Abidjan, 11 juin 2026 (AIP)- Les femmes ne représentent qu’environ 4% des militaires ivoiriens déployés dans les opérations de maintien de la paix des Nations unies, avec 96 femmes sur un total de 2 395 militaires engagés entre 2017 et 2024, a révélé jeudi 11 juin 2026 à Abidjan, le directeur adjoint de la Cellule d’analyse de politiques économiques du Centre ivoirien de recherches économiques et sociales (CAPEC-CIRES), Pr Kimou Assi.
L’enseignant-chercheur intervenait à l’Hôtel des Armées, au camp Gallieni, à l’occasion de la cérémonie de lancement du rapport d’évaluation des obstacles à la participation des femmes militaires ivoiriennes aux opérations de maintien de la paix des Nations unies.
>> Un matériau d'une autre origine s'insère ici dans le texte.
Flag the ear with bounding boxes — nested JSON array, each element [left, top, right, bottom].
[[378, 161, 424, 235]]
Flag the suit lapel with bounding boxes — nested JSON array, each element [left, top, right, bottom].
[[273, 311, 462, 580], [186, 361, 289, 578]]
La rencontre était présidée par la ministre de la Femme, de la Famille et de l’Enfant, Nassénéba Touré, représentant le vice-Premier ministre, ministre de la Défense, Téné Birahima Ouattara.
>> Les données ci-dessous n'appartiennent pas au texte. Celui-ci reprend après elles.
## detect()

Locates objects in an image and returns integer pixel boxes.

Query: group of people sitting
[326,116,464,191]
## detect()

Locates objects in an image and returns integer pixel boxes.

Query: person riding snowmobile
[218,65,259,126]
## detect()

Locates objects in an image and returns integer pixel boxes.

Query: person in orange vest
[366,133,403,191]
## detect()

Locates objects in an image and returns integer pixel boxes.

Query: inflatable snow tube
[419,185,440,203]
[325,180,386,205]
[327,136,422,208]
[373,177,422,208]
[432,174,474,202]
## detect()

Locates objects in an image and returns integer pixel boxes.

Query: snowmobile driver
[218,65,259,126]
Selon Pr Assi, les résultats présentés sont issus d’une étude conduite selon la méthodologie internationale MOWIP (Measuring Opportunities for Women in Peace Operations), reconnue pour son approche fondée sur des données probantes. « Cette étude ne mesure pas des intentions. Elle identifie scientifiquement les goulots d’étranglement systémiques, depuis le recrutement jusqu’au déploiement des personnels », a-t-il expliqué.
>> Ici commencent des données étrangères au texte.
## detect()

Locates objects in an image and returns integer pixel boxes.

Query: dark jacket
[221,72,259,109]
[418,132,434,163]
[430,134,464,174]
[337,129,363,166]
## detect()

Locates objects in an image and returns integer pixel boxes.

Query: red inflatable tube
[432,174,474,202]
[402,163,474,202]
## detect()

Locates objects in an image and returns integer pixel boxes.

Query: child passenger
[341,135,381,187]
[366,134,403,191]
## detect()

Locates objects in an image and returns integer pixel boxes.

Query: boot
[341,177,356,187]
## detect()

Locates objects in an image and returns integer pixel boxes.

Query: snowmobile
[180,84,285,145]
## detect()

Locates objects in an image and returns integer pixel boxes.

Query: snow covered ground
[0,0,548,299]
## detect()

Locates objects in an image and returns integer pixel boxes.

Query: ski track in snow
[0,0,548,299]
Réalisée en janvier 2025, l’étude a combiné une revue documentaire, des entretiens avec des acteurs clés du secteur de la défense ainsi qu’une enquête menée auprès de 380 militaires, dont 190 femmes et 190 hommes, dans six régions militaires du pays notamment, Abidjan, Yamoussoukro, Bouaké, Korhogo, Man et Daloa.
Les conclusions mettent en lumière plusieurs obstacles à la participation des femmes militaires aux missions de paix, notamment des contraintes institutionnelles, organisationnelles et socioculturelles qui limitent encore leur accès aux opportunités de déploiement.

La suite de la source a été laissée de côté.